By David Gushee
Last Wednesday, I attended my first Ash Wednesday Mass since…. Well, actually, though I grew up Catholic, I have no memory of ever having attended an Ash Wednesday service.
While these days I feel more happily Baptist than at any time since the naïve days of 1978, when I was a new Baptist convert and had never heard of “Baptist Battles,” I have also found myself hungry to reconnect with the piety of my Catholic childhood. Maybe I am finally in the process of weaving together the elements of both Christian traditions into my life, rather than viewing my Catholic childhood as entirely left behind.
This is the background to my decision to join with my wife, Jeanie, in actually doing Lent in the classic fashion this year. It helps that our pastor is leading our church through the seven last words of Christ in the series of messages leading up to Easter. Meanwhile, my Bible study class is reading through the last chapters of Luke.
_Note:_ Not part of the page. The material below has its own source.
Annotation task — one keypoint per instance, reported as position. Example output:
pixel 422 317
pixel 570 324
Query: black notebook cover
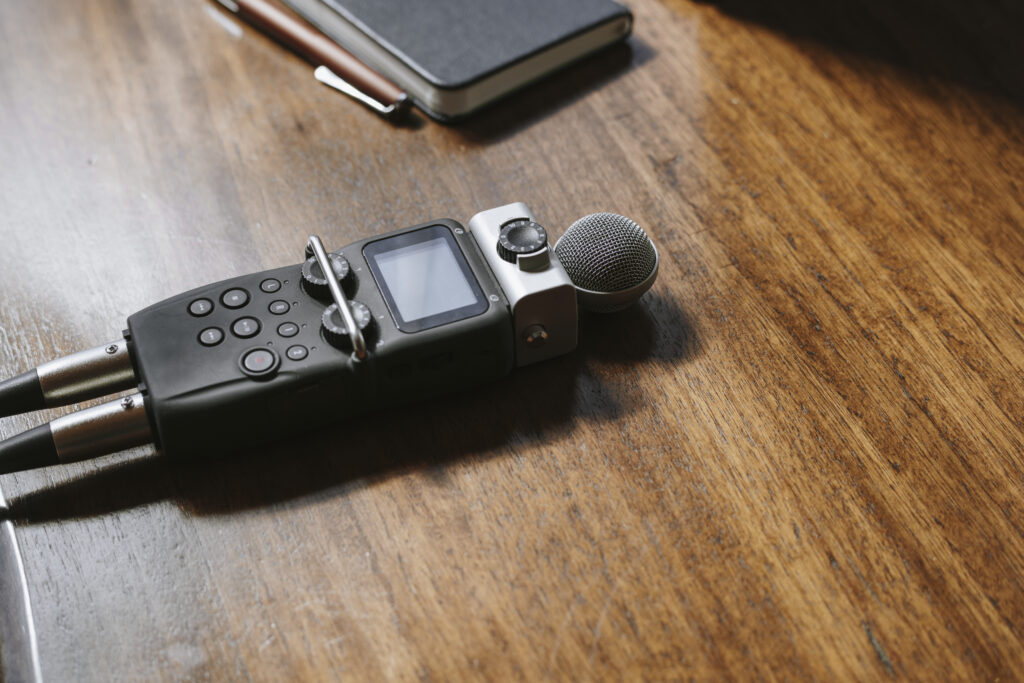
pixel 454 43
At First Baptist Church of Decatur, Ga., this is for us a Lenten season with intentional focus on the Passion of our Lord Jesus Christ.
But there’s more. This Lent Jeanie and I both made a vow to live without sweets or desserts of any kind. We are also fasting from meat on Fridays. These are vows, not hopes, wishes or guidelines. Maybe such vows are not important. Maybe they are really important.
What attracts me to serious Lenten observance and to these vows this year? I think it’s a culmination of a number of things.
Jesus is my model and my Lord. He left heaven’s glory and came to earth in the form of a servant. He daily laid aside whatever he personally might have desired to pursue the Father’s calling on his life.
He set his face toward Jerusalem, knowing that betrayal, suffering and death awaited him there. His ability to follow his calling even unto death was the product of a lifetime of disciplined preparation. He learned how to do what he was called to do. We see a significant moment in that learning process in the temptation account. But surely that was not the only occasion.
So I fast from my much-beloved sweets and Friday meat because I want to be more like him in his embodied discipline. I want to develop the habit of faithfulness in this small matter that perhaps I might learn how to be more faithful in larger matters.
Christ’s path to the Cross makes me think of the kind of world it must be, that the suffering and death of Jesus would be the only sufficient means of its redemption. Ours is a Cross-shaped faith because we live in a Cross-shaped world. A sinful, suffering, broken world requires a suffering, broken Savior whose love alone is sufficient to bear its sin. And so the headlines from Libya and Japan are all too fitting in this season. The strafed and the bombed, the drowned and the irradiated of our world … a crucified God makes sense in a world like this.
The Ash Wednesday Mass that we attended emphasized repentance. But this was not a morbid self-flagellation session. The focus was repentance-unto-recommitment. When the cross-shaped ashes were inscribed on our foreheads, the celebrant said, “Repent, and live the gospel.”
Lent in the Christian tradition is a season of self-examination, a kind of inward turning, not for its own sake, but for the sake of a deeper and truer life of discipleship. God knows that there is enough sin in my life that six weeks of deeper self-examination is timely in any season. When I felt those ashes on my forehead, I thought: “Christ died for me, dying sinner that I am. These ashes feel right.”
The priest told us that Lent is a season of witness to our faith. That is one reason why the tradition forbids washing off the ashes until the end of the day. Jeanie and I went out for dinner and a bookstore trip after church and were, inevitably, asked about what the ashes meant. It reminded me that most Christians, most of the time, wear no visible sign of their identity in Christ — unlike people of most other major world religions.
One of the most common refrains of Protestant religion is something like this: “Christ did it all for you. There’s nothing you can do to earn his favor. Accept his forgiving grace.” Even today, it seems we still fear “works-righteousness,” that scourge of five centuries ago, more than anything else.
It may just be me, but I like this experience of one season of the year in which I believe that following Christ requires something concrete and bodily from me, toward God. Maybe this is more the need of our era than ancient worries about works-righteousness. It is my need, anyway.